ANA Opens Speaker Submissions for 2026 Pittsburgh World's Fair of Money

The ANA is accepting speaker proposals for the Maynard Sundman Lecture Series at the 2026 World's Fair of Money in Pittsburgh, Pennsylvania this August.

The American Numismatic Association is putting out the call to the numismatic community's sharpest minds. Submissions are now open for the Maynard Sundman/Littleton Coin Company Lecture Series, the flagship scholarly program tied to the 2026 World's Fair of Money — set for Pittsburgh, Pennsylvania in August 2026.

For researchers, specialists, and serious collectors who have been sitting on a thesis, a die study, or a market analysis worth sharing, this is the venue that matters most.

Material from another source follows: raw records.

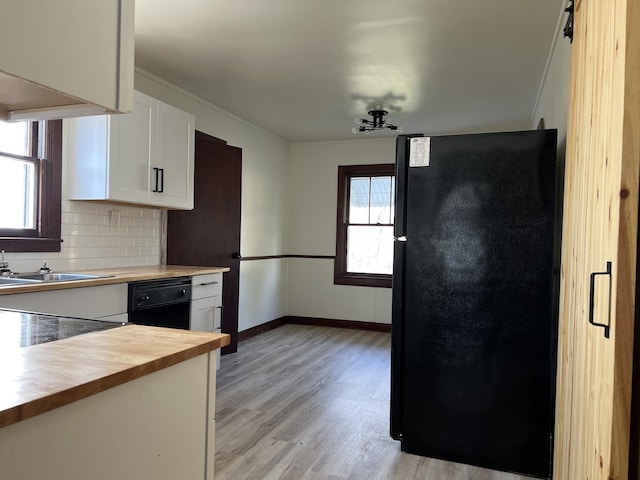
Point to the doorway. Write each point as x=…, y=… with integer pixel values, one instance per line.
x=209, y=235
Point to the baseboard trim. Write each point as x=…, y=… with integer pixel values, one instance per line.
x=264, y=327
x=318, y=322
x=330, y=322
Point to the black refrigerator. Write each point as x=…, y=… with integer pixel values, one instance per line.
x=475, y=298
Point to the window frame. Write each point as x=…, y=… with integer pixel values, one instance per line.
x=340, y=274
x=46, y=237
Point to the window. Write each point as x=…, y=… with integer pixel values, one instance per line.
x=364, y=233
x=30, y=191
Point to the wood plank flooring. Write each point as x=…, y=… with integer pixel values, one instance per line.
x=312, y=403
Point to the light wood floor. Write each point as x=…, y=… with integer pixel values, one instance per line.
x=312, y=403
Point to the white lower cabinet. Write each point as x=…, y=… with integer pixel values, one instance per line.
x=206, y=304
x=160, y=427
x=102, y=302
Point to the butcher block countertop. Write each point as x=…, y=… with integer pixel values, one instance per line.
x=116, y=275
x=43, y=376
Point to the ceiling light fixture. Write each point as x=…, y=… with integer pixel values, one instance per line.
x=377, y=122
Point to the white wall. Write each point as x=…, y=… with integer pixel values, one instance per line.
x=311, y=230
x=264, y=199
x=553, y=99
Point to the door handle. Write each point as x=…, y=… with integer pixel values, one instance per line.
x=156, y=171
x=592, y=288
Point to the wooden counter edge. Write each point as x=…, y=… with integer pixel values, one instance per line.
x=120, y=275
x=37, y=406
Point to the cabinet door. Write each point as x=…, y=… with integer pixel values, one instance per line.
x=599, y=244
x=174, y=157
x=205, y=314
x=131, y=137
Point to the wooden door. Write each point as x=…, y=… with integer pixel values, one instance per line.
x=600, y=226
x=209, y=234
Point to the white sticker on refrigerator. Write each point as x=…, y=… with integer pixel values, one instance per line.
x=419, y=150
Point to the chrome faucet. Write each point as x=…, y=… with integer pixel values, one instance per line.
x=5, y=271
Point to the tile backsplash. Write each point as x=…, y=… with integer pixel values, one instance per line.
x=92, y=240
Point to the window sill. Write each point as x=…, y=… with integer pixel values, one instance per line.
x=362, y=280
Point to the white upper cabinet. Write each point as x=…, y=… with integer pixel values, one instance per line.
x=144, y=157
x=66, y=58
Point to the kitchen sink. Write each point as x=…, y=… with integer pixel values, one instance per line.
x=36, y=277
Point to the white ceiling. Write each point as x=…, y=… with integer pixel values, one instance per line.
x=305, y=69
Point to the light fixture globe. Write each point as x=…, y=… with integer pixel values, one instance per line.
x=377, y=122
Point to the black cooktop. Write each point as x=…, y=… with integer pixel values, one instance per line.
x=24, y=329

What the Lecture Series Actually Represents

The Sundman Lecture Series isn't a hobbyist show-and-tell. It is the ANA's most rigorous public scholarship platform — named for Maynard Sundman, the founder of Littleton Coin Company, whose decades of support helped professionalize numismatic education in the United States. Presentations accepted into the series appear alongside some of the most consequential coin scholarship produced in any given year.

Past lecture cycles have covered everything from die variety attribution on early American copper to the economics of modern bullion market manipulation. The range is intentional. The ANA has historically used the series to signal that numismatics is a discipline — not just a hobby — and Pittsburgh 2026 will be no different.

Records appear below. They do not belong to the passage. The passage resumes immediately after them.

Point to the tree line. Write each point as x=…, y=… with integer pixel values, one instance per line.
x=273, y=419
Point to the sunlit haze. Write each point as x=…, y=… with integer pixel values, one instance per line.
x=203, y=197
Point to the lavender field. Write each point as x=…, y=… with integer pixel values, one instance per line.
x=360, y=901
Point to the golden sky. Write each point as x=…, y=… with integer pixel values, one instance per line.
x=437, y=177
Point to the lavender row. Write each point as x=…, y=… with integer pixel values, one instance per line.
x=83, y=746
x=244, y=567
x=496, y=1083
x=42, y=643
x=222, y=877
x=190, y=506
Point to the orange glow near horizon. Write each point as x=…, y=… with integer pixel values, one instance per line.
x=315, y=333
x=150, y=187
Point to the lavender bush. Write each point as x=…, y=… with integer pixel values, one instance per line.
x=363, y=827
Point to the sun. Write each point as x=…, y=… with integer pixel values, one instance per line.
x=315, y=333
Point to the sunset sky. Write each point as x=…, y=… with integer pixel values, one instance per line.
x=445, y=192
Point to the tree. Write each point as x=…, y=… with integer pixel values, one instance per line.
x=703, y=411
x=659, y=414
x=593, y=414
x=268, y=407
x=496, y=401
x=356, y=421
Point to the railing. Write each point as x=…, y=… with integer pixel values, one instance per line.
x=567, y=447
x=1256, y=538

The World's Fair of Money itself is the ANA's annual national convention, the largest numismatic show in the country by most measures. Attendance typically draws thousands of collectors, dealers, and institutional buyers across a multi-day run. Heritage Auctions, Stack's Bowers, and other major houses anchor their summer auction calendars around the event. Floor traffic at a strong World's Fair can rival or exceed major card and memorabilia shows in terms of transaction volume, just denominated in coins, currency, and medals rather than cardboard.

Pittsburgh as a Convention Market

The choice of Pittsburgh for 2026 is worth examining. The city has emerged as a legitimate convention destination over the past decade, with the David L. Lawrence Convention Center offering the floor space and infrastructure that a show of this scale demands. For mid-Atlantic and Rust Belt collectors, it cuts travel costs significantly compared to Las Vegas or Chicago venues — which tends to broaden the dealer base and drive stronger floor attendance from regional buyers who might otherwise skip the trip.

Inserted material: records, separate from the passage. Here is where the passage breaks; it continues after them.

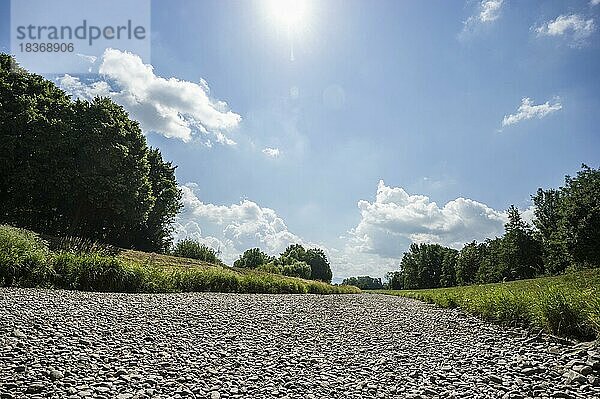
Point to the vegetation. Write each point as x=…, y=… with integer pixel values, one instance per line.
x=27, y=261
x=193, y=249
x=566, y=305
x=566, y=233
x=252, y=258
x=295, y=261
x=364, y=282
x=80, y=168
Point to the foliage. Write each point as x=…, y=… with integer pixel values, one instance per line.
x=364, y=282
x=23, y=258
x=252, y=258
x=193, y=249
x=395, y=280
x=155, y=233
x=568, y=221
x=314, y=257
x=79, y=168
x=468, y=263
x=566, y=305
x=297, y=269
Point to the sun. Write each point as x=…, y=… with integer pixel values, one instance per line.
x=290, y=14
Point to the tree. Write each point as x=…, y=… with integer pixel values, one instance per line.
x=448, y=275
x=319, y=265
x=548, y=221
x=580, y=211
x=468, y=262
x=155, y=234
x=252, y=258
x=423, y=266
x=314, y=257
x=521, y=255
x=79, y=168
x=297, y=269
x=395, y=280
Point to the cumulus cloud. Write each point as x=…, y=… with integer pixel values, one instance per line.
x=271, y=152
x=232, y=228
x=488, y=11
x=171, y=107
x=576, y=27
x=396, y=219
x=528, y=110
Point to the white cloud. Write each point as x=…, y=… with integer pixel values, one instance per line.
x=576, y=27
x=171, y=107
x=528, y=110
x=490, y=10
x=233, y=228
x=271, y=152
x=396, y=219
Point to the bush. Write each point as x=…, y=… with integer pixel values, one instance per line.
x=297, y=269
x=193, y=249
x=23, y=258
x=26, y=261
x=97, y=272
x=252, y=258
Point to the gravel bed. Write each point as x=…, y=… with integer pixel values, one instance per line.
x=67, y=344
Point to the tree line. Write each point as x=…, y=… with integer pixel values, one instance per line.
x=565, y=233
x=80, y=168
x=295, y=261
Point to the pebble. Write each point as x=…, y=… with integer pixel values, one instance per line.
x=68, y=344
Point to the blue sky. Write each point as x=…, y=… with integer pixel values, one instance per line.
x=411, y=93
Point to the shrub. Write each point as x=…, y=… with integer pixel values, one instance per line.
x=23, y=258
x=193, y=249
x=97, y=272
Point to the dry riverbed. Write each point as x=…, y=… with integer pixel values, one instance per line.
x=66, y=344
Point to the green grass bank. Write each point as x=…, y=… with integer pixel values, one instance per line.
x=27, y=261
x=566, y=305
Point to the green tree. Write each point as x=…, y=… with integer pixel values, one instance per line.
x=448, y=274
x=468, y=262
x=521, y=252
x=364, y=282
x=580, y=216
x=314, y=257
x=319, y=265
x=79, y=168
x=155, y=234
x=548, y=221
x=297, y=269
x=395, y=280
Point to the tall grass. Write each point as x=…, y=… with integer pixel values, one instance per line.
x=26, y=261
x=567, y=305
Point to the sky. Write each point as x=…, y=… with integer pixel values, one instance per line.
x=357, y=126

A geographically accessible World's Fair historically correlates with stronger auction results. When the collector pool on the floor is deeper and more regionally diverse, bidding competition increases across mid-tier material — the $500 to $5,000 range that drives volume even if it doesn't generate the headline lots. Pittsburgh should deliver that dynamic.

How to Submit — and Why Serious Collectors Should Consider It

The ANA is soliciting proposals from researchers and collectors at all levels. This is not a credentialed-academics-only program. Some of the most influential presentations in the series' history have come from advanced hobbyists who spent years developing expertise in a narrow specialty — a specific mint, a particular series, a documented provenance chain on a famous rarity.

If you have done the work, the ANA wants to hear from you. Proposals should reflect original research or synthesis that advances the field's understanding of a topic. Reprising well-trodden ground won't clear the selection committee.

The practical upside for accepted speakers extends beyond the podium. Presenting at the World's Fair of Money places your name and research in front of the dealers, auction house specialists, and institutional collectors who will be in that room — people whose networks and market access can meaningfully affect a researcher's trajectory in the hobby. It is, in the most straightforward sense, the best professional development opportunity numismatics offers on an annual basis.

Submission details are available directly through the ANA. The August 2026 convention date gives prospective speakers roughly 18 months to develop and refine a proposal — enough runway to do the research properly rather than rush something into shape.

Eighteen months. No excuse not to start now.